A Cloud Data Filling Approach Inspired By Recommender Systems For Satellite-Based Coastal Land Use Classification

This Article Is Based On The Research Paper 'A recommender system-inspired cloud data filling scheme for satellite-based coastal land use classification'. All Credit For This Research Goes To The Researchers 👏👏👏

Please Don't Forget To Join Our ML Subreddit

Satellite-based sensing technologies, which have been under development for decades, now provide the intriguing potential for continuous and wide-ranging observations of the earth’s surface. The Landsat missions, which have captured imagery of worldwide land conditions and dynamics every 16 days since July 1972 (the revisit time was 18 days when Landsat 4 launched in 1982), are an outstanding example.

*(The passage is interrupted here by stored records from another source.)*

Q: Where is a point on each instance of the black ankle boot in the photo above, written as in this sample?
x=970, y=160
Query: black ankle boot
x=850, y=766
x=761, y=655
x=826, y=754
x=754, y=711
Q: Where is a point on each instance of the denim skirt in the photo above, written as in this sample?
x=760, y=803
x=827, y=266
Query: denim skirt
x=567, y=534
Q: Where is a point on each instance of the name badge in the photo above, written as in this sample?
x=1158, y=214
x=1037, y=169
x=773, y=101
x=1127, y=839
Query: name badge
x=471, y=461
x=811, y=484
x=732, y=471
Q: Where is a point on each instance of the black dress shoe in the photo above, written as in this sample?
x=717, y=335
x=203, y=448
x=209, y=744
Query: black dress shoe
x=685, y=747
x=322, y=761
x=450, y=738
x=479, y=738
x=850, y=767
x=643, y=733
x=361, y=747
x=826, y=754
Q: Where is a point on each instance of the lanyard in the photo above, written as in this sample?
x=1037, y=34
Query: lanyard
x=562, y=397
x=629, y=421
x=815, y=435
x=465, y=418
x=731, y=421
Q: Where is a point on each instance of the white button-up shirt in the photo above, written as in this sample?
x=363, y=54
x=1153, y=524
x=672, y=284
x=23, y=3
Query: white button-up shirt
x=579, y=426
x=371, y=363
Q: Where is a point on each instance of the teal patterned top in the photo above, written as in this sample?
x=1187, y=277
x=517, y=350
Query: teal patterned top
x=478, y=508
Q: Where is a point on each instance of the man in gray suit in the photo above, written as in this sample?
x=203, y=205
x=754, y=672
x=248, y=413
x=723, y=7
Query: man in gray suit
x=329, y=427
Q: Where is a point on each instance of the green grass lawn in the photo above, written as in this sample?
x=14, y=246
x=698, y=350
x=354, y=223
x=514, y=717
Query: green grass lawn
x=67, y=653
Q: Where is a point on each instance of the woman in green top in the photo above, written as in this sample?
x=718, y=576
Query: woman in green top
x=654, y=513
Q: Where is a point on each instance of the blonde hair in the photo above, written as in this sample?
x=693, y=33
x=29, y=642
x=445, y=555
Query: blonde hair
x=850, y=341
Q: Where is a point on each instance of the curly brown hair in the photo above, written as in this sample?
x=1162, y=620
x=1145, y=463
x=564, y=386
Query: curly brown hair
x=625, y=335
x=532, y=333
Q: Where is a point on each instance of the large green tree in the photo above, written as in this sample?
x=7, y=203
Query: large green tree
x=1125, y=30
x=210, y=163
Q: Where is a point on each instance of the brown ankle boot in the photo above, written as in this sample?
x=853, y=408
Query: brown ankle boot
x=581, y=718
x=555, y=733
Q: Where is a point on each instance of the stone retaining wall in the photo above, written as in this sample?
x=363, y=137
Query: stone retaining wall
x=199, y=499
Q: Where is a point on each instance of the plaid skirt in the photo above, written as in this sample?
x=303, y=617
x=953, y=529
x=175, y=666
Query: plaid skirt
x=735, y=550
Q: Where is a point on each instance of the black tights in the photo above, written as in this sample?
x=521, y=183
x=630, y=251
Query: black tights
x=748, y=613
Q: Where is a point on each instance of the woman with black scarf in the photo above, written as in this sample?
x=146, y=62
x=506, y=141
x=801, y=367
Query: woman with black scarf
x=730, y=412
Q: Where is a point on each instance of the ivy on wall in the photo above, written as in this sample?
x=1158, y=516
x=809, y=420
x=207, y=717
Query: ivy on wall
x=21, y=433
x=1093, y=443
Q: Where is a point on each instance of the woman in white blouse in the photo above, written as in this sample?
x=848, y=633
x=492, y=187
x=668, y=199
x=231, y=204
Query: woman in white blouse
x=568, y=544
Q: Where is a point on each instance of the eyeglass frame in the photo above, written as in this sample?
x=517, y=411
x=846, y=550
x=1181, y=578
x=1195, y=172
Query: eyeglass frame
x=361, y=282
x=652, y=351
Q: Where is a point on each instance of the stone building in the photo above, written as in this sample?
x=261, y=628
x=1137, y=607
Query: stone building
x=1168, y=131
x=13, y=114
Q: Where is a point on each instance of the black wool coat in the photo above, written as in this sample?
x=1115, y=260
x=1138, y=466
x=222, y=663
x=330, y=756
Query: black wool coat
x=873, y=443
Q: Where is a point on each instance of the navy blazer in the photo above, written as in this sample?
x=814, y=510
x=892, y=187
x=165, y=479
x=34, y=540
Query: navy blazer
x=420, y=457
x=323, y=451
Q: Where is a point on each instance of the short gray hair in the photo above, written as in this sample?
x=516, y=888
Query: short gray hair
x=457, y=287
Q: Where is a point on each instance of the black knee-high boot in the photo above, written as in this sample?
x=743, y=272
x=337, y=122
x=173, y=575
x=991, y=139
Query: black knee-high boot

However, the data acquired has limited usefulness, particularly along the coast, where there is a lot of cloud cover. Cloud cover limits the spatial-temporal availability of earth observation, generates data gaps and noise, and makes earth surface analysis more difficult.

However, in applications, the current cloud data filling strategies are still insufficient. For starters, the computational load of machine learning-based algorithms is still high – intense training could use many resources. Second, rapid techniques, such as matrix decomposition algorithms, frequently have low accuracy, limiting their use in the field of complex landscapes. Third, most previous research has concentrated on open ocean applications and continuous numerical variables, with little experience with cloud cover in coastal areas where land and ocean collide to generate complex landscapes incorporating categorical data such as landscape type.

The current study discovered that a novel application of a recommender system algorithm might fill in the gaps in the cloud for coastal areas. Recommender systems and the algorithms that power them have fueled the growth of e-commerce sites like Alibaba, Flipkart, Netflix, and others.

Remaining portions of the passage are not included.